The expiring collective bargaining agreement stipulates that studios must pay around $30,000 for an episode of a show broadcast in prime time. Digital platforms with more than 20 million subscribers pay between $16,700 and $22,200 for a script, depending on the length of the show and the production budget. The studios, which declined to speak to EL PAÍS while negotiations are ongoing, have argued that the new terms come at a time of great difficulty for them, with tech and entertainment giants cutting costs and laying off workers to cope with a worrying economic outlook.

Although the numbers may seem significant, screenwriters argue that the rapid transformation the industry has undergone in recent years has drastically changed the way they work. “Now seasons are much shorter. You used to have 22 episodes to write, but now series are six, eight or 10 episodes. A writer accepts a job, it takes them less time to do it and to augment their income they have to look for another assignment,” says Cisneros.

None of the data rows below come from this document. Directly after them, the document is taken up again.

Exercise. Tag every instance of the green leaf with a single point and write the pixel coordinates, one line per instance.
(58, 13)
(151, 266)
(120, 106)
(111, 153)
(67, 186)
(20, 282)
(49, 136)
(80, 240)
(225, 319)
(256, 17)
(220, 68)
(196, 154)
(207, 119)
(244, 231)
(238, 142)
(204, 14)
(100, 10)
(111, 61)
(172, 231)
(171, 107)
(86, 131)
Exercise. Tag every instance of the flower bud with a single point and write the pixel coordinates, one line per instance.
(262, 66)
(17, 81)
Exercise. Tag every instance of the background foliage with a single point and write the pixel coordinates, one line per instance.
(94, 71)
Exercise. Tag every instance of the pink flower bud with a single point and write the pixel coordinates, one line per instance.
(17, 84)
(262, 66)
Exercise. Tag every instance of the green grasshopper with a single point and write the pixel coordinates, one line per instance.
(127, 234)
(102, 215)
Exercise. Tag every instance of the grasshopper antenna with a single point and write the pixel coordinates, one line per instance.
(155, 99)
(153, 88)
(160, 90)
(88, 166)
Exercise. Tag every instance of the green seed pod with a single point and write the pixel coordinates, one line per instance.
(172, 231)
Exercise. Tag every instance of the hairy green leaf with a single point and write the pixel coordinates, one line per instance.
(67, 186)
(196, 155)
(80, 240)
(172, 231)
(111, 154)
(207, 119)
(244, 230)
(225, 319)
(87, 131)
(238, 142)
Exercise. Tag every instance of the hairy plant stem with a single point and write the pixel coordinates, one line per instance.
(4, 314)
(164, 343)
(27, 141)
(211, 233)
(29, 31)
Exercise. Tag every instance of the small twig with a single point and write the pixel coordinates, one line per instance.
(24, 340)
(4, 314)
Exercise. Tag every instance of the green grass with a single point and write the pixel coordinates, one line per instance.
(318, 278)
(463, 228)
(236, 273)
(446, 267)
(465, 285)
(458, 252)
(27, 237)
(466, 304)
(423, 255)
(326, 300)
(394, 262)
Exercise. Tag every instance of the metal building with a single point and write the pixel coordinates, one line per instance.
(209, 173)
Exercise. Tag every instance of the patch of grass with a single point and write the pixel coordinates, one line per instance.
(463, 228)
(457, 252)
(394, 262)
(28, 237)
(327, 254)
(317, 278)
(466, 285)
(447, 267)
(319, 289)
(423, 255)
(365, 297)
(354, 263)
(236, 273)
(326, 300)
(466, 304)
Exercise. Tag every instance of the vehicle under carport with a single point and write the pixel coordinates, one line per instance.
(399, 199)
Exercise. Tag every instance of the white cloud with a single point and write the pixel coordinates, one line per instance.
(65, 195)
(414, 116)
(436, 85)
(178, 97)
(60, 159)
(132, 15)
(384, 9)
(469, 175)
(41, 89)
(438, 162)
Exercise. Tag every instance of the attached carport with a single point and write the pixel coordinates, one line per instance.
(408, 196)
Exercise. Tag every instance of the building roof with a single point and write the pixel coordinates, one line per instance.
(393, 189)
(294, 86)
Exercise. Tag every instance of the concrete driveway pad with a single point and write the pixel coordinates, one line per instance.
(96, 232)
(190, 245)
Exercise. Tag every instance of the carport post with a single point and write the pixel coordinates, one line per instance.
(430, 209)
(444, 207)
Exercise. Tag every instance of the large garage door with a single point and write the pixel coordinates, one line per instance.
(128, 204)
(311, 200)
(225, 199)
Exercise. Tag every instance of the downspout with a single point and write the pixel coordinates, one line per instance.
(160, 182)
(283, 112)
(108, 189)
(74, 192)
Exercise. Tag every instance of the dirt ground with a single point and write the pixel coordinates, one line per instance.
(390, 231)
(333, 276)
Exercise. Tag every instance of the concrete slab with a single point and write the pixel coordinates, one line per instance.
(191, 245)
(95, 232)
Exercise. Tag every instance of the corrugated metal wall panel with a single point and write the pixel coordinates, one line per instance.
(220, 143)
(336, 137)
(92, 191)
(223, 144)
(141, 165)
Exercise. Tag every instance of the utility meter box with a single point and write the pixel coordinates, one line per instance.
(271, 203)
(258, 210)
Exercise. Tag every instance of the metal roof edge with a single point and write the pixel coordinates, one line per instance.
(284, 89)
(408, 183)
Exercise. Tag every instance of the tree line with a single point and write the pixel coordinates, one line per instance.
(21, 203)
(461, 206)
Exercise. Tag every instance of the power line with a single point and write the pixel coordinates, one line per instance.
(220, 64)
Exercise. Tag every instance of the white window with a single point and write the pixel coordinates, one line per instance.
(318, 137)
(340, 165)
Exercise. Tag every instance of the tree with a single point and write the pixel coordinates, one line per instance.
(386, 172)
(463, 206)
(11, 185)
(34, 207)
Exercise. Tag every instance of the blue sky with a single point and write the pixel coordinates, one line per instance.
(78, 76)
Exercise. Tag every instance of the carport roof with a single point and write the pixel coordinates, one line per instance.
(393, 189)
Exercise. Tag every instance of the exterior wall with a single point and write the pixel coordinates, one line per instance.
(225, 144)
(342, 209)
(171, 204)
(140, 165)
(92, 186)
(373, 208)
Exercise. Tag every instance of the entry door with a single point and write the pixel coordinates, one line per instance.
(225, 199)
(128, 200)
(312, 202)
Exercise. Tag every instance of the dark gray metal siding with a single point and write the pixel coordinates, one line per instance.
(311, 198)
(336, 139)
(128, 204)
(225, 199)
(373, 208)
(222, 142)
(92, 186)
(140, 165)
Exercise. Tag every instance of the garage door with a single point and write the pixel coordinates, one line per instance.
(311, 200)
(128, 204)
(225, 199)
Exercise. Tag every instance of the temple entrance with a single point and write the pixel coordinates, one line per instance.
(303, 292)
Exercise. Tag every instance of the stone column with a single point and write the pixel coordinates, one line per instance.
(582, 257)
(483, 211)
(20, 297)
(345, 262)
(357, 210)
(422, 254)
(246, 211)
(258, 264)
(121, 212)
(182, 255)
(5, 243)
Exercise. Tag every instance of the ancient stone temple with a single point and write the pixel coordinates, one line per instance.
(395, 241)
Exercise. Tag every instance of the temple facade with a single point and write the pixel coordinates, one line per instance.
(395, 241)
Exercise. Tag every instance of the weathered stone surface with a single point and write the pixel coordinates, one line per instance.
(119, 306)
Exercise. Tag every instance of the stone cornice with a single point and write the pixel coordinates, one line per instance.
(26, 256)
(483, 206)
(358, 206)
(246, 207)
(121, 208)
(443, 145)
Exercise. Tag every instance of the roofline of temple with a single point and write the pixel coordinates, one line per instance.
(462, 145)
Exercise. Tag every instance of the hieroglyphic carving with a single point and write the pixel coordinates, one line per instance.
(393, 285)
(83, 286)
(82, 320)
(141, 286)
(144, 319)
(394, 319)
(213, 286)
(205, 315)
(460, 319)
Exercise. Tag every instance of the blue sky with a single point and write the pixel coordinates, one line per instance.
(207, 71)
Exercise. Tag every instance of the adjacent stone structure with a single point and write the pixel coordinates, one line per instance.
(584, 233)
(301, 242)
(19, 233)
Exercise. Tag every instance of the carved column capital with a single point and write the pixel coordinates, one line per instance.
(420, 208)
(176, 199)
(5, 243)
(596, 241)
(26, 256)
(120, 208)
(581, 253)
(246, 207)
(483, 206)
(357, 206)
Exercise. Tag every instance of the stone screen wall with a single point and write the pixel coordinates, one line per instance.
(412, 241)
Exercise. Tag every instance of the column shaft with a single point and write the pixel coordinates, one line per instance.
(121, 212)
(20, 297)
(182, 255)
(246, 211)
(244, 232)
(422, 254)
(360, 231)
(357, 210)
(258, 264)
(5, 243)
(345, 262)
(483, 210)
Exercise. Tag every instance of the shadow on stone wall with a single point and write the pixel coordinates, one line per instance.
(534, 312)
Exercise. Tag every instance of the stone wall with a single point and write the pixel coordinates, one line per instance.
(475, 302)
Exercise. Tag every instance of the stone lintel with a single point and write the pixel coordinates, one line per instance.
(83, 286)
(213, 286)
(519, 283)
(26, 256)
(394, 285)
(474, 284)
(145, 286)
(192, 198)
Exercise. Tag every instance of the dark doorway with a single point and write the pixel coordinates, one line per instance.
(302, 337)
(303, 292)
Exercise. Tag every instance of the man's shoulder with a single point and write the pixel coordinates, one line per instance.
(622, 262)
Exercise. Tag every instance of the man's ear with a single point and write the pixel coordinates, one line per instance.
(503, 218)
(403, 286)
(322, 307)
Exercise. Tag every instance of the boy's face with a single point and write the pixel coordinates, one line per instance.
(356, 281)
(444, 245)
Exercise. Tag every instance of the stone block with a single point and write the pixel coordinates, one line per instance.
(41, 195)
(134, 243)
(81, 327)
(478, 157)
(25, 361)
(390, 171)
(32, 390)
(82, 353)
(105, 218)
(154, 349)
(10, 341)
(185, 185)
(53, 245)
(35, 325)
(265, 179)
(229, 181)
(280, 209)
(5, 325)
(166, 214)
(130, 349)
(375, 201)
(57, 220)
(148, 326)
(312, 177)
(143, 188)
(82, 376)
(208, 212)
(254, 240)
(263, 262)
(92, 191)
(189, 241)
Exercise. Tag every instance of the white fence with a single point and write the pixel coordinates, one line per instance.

In this new era for the industry, digital platforms have imposed a new way of working. The traditional writers’ room has been replaced by a much smaller version, whose purpose is to outline the structure of the story and the framework of the first few episodes. Much of this work is done months before projects are greenlit and go into production. This allows a group of writers to be paid a lower rate — often the WGA minimum — and over a much shorter time. This process is called the “mini room.” “The union wants the streaming platforms to stop doing this, or to pay higher rates,” says Page Arriaga.